Differential expression analyses
For the differential expression analyses DESeq2 was used (Love et al., 2014). Three MdoR pulse-overexpression datasets were compared to three pBAD Control overexpression datasets. Only differentially expressed genes that had an adjusted p-value of 0.05 or lower were considered significant.
Multiple sequence alignments and conservation analyses
The homologous sequences of MdoR in other enterobacteria were retrieved by BLAST. JalView was used for the multiple sequence alignments, using the MAFFT algorithm (Waterhouse et al., 2009).
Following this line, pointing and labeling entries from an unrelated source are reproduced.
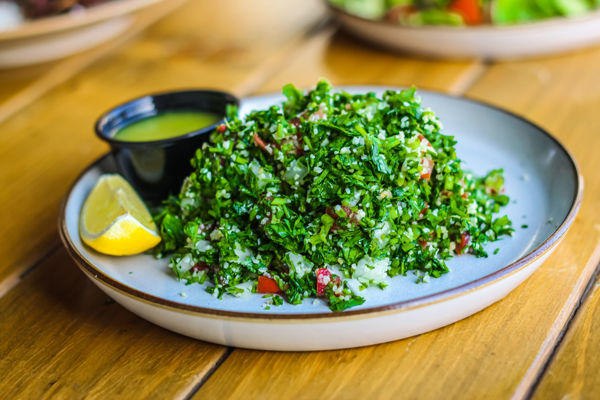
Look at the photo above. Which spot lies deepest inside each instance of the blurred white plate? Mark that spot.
(58, 36)
(487, 137)
(495, 42)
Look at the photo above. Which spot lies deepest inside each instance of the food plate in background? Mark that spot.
(54, 37)
(542, 181)
(539, 38)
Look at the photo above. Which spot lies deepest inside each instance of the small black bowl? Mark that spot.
(157, 168)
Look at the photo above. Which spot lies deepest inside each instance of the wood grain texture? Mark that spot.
(500, 352)
(573, 373)
(60, 337)
(49, 142)
(21, 86)
(344, 61)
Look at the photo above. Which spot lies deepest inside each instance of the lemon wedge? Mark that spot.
(115, 221)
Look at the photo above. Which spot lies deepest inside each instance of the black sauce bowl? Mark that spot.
(157, 168)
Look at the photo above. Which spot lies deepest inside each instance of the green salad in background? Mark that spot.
(325, 195)
(465, 12)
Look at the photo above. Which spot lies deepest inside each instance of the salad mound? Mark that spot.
(325, 195)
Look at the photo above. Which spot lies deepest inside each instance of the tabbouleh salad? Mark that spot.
(325, 195)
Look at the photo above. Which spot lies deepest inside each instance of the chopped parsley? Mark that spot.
(325, 195)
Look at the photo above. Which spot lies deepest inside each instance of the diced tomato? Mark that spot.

Data and Code availability
The next generation sequencing data have been deposited on the NCBI Gene Expression Omnibus (GEO) with accession number GSE123050. The python pyCRAC(Webb et al., 2014), kinetic-CRAC and GenomeBrowser software packages used for analysing the data are available from https://bitbucket.org/sgrann (pyCRAC up to version 1.3.3), https://git.ecdf.ed.ac.uk/sgrannem/ and pypi (https://pypi.org/user/g_ronimo/). The hyb pipeline for identifying chimeric reads is available from https://github.com/gkudla/hyb. The FLASH algorithm for merging paired reads is available from https://github.com/dstreett/FLASH2. Bedgraph and Gene Transfer Format (GTF) generated from the analysis of the Hfq CLASH, RNA-seq and TEX RNA-seq data(Thomason et al., 2015) are available from the Granneman lab DataShare repository (https://datashare.is.ed.ac.uk/handle/10283/2915).
Competing interest
The authors declare no competing financial interest.
Materials & Correspondence
All requests for code, materials and reagents should be sent to Sander Granneman (sgrannem{at}ed.ac.uk)
Acknowledgement
We are grateful to Lionello Bossi and Meriem El Karoui for their valuable feedback on the project and fruitful discussions. We thank Christel Sirocchi for help with preparing E. coli RNA-seq libraries, Erica de Leau for expert technical assistance and the members of the Granneman lab for critically reading the manuscript. We thank Jean-Marie Pages and Julia Vergalli for help the analyses of LamB levels and for fruitful discussions. This work was supported by grants from the Wellcome Trust (091549 to S.G and 102334 to I.A.I.), the Wellcome Trust Centre for Cell Biology core grant (092076), a Medical Research Council non Clinical Senior Research Fellowship (MR/R008205/1 to S.G.), the Australian National Health and Medical Research Council Project grants (GNT1067241 and GNT1139313 to J.J.T) and the Autonomous Province of Trento (Axonomix to G.V and M.M.). Sequencing of Hfq CLASH data was carried out by Edinburgh Genomics that is partly supported through core grants from NERC (R8/H10/56), MRC (MR/K001744/1) and BBSRC (BB/J004243/1).
Footnotes
It is a condensed version of the manuscript that has been revised after one round of peer review.